Une guerre potentielle entre les États-Unis et l'Iran d'une durée de 8 à 12 semaines pourrait avoir des répercussions importantes sur l'économie mondiale, en particulier sur les marchés pétroliers, selon des discussions récentes entre de hauts responsables américains.
Le secrétaire au Trésor américain Becent et le président Trump auraient discuté de plans d'urgence économique pour une guerre potentielle avec l'Iran d'une durée de huit à douze semaines, en se concentrant sur l'impact sévère d'une flambée des prix du pétrole sur les marchés mondiaux. Les discussions, rapportées par des sources proches du dossier, signalent une inquiétude croissante au sein de l'administration quant aux retombées économiques d'un conflit militaire potentiel au Moyen-Orient.

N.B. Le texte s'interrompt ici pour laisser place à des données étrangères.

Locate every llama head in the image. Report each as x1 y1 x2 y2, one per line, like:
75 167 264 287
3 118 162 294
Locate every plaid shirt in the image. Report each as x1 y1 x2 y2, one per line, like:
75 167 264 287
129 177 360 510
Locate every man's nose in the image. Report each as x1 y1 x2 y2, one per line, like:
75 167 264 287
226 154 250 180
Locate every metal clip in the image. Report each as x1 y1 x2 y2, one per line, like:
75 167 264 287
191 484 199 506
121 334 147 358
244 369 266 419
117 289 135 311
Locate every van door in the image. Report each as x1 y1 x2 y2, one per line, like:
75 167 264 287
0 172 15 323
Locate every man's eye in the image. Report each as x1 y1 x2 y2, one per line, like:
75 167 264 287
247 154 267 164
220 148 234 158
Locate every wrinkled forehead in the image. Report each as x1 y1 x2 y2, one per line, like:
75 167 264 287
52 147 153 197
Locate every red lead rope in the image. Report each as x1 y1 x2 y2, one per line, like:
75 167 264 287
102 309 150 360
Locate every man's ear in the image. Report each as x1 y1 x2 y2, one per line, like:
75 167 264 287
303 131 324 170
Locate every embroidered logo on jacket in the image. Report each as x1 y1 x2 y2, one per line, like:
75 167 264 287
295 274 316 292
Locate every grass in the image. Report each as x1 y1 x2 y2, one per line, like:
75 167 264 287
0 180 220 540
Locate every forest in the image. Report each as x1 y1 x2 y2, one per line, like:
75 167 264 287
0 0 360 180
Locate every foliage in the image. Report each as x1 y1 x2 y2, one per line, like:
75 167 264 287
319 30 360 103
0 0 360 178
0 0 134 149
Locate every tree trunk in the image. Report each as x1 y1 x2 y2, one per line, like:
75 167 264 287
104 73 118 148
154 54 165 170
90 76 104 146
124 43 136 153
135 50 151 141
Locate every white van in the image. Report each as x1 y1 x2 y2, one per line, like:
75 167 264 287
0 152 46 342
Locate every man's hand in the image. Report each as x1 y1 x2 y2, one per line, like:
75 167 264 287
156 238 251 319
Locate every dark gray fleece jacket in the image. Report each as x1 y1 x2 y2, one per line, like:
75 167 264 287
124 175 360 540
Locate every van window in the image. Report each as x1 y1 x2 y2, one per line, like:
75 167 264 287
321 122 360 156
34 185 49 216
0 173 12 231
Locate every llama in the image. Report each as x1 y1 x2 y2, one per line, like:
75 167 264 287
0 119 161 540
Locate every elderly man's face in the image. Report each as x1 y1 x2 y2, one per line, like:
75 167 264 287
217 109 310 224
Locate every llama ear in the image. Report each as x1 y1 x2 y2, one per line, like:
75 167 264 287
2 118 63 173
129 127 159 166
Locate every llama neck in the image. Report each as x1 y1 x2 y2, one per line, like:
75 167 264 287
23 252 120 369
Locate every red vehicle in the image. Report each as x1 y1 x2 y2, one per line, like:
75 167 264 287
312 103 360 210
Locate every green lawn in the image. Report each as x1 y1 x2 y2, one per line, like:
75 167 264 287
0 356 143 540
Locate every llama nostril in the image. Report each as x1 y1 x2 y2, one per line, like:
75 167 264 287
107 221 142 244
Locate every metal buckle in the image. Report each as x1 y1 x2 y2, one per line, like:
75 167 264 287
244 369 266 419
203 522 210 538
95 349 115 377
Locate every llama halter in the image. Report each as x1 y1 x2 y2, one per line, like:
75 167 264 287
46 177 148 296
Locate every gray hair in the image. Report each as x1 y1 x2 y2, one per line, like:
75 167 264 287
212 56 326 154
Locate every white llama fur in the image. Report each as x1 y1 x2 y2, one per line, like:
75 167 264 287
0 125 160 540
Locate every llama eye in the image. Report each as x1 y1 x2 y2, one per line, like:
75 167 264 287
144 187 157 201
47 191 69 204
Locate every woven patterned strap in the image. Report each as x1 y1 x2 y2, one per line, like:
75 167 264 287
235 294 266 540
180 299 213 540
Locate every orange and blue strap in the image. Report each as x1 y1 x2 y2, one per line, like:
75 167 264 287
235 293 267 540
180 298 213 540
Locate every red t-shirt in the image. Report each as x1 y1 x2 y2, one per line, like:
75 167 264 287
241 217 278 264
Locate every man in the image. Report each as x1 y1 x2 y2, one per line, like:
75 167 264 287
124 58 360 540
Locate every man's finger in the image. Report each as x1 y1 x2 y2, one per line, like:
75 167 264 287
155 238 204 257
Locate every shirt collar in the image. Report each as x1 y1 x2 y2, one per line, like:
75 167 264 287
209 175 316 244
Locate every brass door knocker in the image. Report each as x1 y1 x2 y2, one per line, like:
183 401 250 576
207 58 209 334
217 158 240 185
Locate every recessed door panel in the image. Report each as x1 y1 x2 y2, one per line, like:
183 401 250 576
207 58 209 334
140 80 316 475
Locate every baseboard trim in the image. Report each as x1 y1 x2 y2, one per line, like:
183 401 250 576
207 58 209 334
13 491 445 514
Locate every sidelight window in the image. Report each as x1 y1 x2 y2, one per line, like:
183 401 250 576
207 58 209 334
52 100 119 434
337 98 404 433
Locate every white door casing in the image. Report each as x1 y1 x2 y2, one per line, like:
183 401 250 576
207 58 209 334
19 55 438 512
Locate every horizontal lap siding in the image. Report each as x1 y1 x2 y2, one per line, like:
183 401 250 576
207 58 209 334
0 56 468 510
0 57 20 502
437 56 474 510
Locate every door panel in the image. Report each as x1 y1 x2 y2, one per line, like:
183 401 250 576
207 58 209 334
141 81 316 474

"Becent estime que l'Asie et l'Europe sont les plus vulnérables à la hausse des prix du pétrole", a déclaré une source proche du dossier. Cette vulnérabilité découle de leur forte dépendance aux importations d'énergie transitant par le détroit d'Ormuz, un point de passage critique qui serait directement menacé en cas de conflit avec l'Iran.
Un conflit d'une telle durée perturberait presque certainement le passage des pétroliers par le détroit d'Ormuz, une voie navigable qui traite plus de 20 millions de barils par jour, soit environ 21 % de la consommation mondiale de liquides pétroliers. Cette perturbation entraînerait probablement une hausse significative des prix du pétrole brut, qui pourraient doubler par rapport aux niveaux actuels, selon les estimations de certains analystes. Cela créerait une volatilité majeure sur les marchés, provoquant probablement une vente massive d'actions et une fuite vers les actifs refuges comme l'or et le dollar américain.
Les discussions soulignent l'évaluation par l'administration d'un risque géopolitique crédible, forçant les marchés mondiaux à commencer à intégrer le potentiel d'un conflit qui pourrait déclencher un ralentissement économique mondial et une poussée de l'inflation. La principale préoccupation est qu'une période prolongée de prix du pétrole à trois chiffres agirait comme une lourde taxe sur les consommateurs et les entreprises du monde entier, faisant dérailler la fragile reprise économique mondiale.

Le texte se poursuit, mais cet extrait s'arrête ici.